Maritime Security Challenges Discussed During Conference in Victoria, BC

Image: Maritime Security Challenges conference.

The biennial Maritime Security Challenges conference (MSC22) was held in Victoria, BC Canada from Nov. 14-16 under the theme of “Pacific Seapower: Strategic Competition in the Indo-Pacific.”

This year’s conference, which covered the subject of maritime security through a blend of academic theory and real-world current events, was hosted by The Navy League of Canada and The Royal Canadian Navy, with the Daniel K. Inouye Asia-Pacific Center for Security Studies as a partner.

The Honolulu-based Center for Security Studies is a U.S. Department of Defense institute that was launched in 1995. It addresses both regional and global issues with a mix of military and civilian representatives from the U.S. and Asia.

The conference’s first day began at noon with a familiarization event onboard the Kingston Class Canadian Forces patrol vessel HMCS Edmonton. There were also helicopter drills and small boat competitions.

Several discussion panels were a fixture at the event, as well as individual presentations on conference’s second and final days. The first panel on Nov. 15 was “Challenges to the Strategic Commons,” with the following two panels during the day being on the topics “Great Power Competition and the Spaces Between” and “New Old Theatres: Renewed Strategic Focus on the Pacific Islands.”

The first presentation on Nov. 16 was titled “Geopolitics, Security, and the Shipping Industry,” and featured Dr. Sal Mercogliano, an Associate Professor of History at Campbell University, who’s the host of the YouTube channel “What is Going on with Shipping?”

Panel discussions on the conference’s final day were on the topics “Innovation to Meet Maritime Challenges” and “Building the Fleets of Tomorrow.” Those were followed by a presentation by Royal Canadian Navy Lt. Cmdr. Ryan Bell on the topic “The Arctic and Offshore Patrol Ship: New Platform, New Operations.”

The conference’s final discussion panel of the conference was “5 Eyes Perspectives on the Indo-Pacific.” The Five Eyes (FVEY) is an alliance of intelligence resources from the United States, Canada, Australia, New Zealand and the United Kingdom. Representatives from all five countries participated in the panel.

Three of the FVEY countries held joint exercises this year in the South China Sea and Indo-Pacific, along with Japan.

As a biennial conference, the previous Maritime Security Challenges was scheduled to be held in 2020. However, due to the COVID-19 pandemic, it was held as a virtual event. Some of the presentations are available on the Maritime Security Challenges YouTube channel, as well as a couple of virtual webinars held late last year and this year.

The December 2021 event was hosted by Dr. Brian Chao, an assistant professor with the National Security Affairs College of the Naval War College in the U.S., who discussed China’s quest to compete in the naval arena with other great powers.

He gave some examples of other countries that have succeeded in having a strong army and navy, and others that weren’t as successful. He discussed how this was brought about with a country having both investment persistence and threat diffusion.

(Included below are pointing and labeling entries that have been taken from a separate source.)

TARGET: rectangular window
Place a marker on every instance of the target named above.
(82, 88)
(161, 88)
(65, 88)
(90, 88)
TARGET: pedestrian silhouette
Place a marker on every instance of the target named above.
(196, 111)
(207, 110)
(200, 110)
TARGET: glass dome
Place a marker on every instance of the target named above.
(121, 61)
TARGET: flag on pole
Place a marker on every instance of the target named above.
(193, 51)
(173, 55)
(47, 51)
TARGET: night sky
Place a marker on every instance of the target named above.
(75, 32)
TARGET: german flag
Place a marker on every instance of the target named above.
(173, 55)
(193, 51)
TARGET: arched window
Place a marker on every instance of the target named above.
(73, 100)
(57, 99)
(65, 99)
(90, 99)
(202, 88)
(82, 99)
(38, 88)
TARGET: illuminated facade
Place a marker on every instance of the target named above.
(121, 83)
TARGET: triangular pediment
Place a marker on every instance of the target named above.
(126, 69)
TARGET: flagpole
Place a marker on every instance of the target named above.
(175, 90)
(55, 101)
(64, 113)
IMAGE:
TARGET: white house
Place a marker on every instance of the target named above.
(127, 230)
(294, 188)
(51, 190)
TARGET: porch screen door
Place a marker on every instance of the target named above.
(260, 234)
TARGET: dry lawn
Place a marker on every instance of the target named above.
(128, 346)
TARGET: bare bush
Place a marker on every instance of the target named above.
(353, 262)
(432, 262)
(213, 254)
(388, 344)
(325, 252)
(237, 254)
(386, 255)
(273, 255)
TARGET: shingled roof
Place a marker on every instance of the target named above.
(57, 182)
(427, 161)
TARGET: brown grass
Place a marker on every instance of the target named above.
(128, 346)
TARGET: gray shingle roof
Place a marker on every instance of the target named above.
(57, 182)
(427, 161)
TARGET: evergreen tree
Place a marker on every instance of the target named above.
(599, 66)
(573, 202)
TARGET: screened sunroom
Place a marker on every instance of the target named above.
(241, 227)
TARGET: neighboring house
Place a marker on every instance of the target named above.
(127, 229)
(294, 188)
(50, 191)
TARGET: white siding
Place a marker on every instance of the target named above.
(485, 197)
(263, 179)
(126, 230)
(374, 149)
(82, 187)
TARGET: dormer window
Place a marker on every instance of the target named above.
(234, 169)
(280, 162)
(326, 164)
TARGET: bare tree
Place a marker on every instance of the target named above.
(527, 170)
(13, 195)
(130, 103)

The most recent webinar was held in August and was hosted by Dr. Michael Petersen, an Associate Professor and Director of the Russian Maritime Studies Institute at the U.S. Naval War College.

He primarily discussed Russia’s war-fighting strategy, and also talked about what he called a “loss of strength gradient,” which is based on different zones in proximity to Russia. There is the “Near Sea” zone, which is coastal and farther out zones are the “Far-Sea” zone, and the “World Ocean” zone.

During the Q&A session, he noted that air defense while at sea is very difficult. There was also some discussion about a warming Arctic and how that might affect their strategy. 

Initiated in 2005, the Maritime Security Challenges (MSC) conference series is the only conference of its kind in Canada. With international representation from military, government, academia and industry, the biennial event provides a unique opportunity to meet and discuss maritime security issues of common concern, and work towards shared solutions.

The MSC conference organizers are participants in the maritime security community and provide an arena that fosters learning, encourages the exchange of ideas, and enables opportunities to connect with colleagues from around the globe.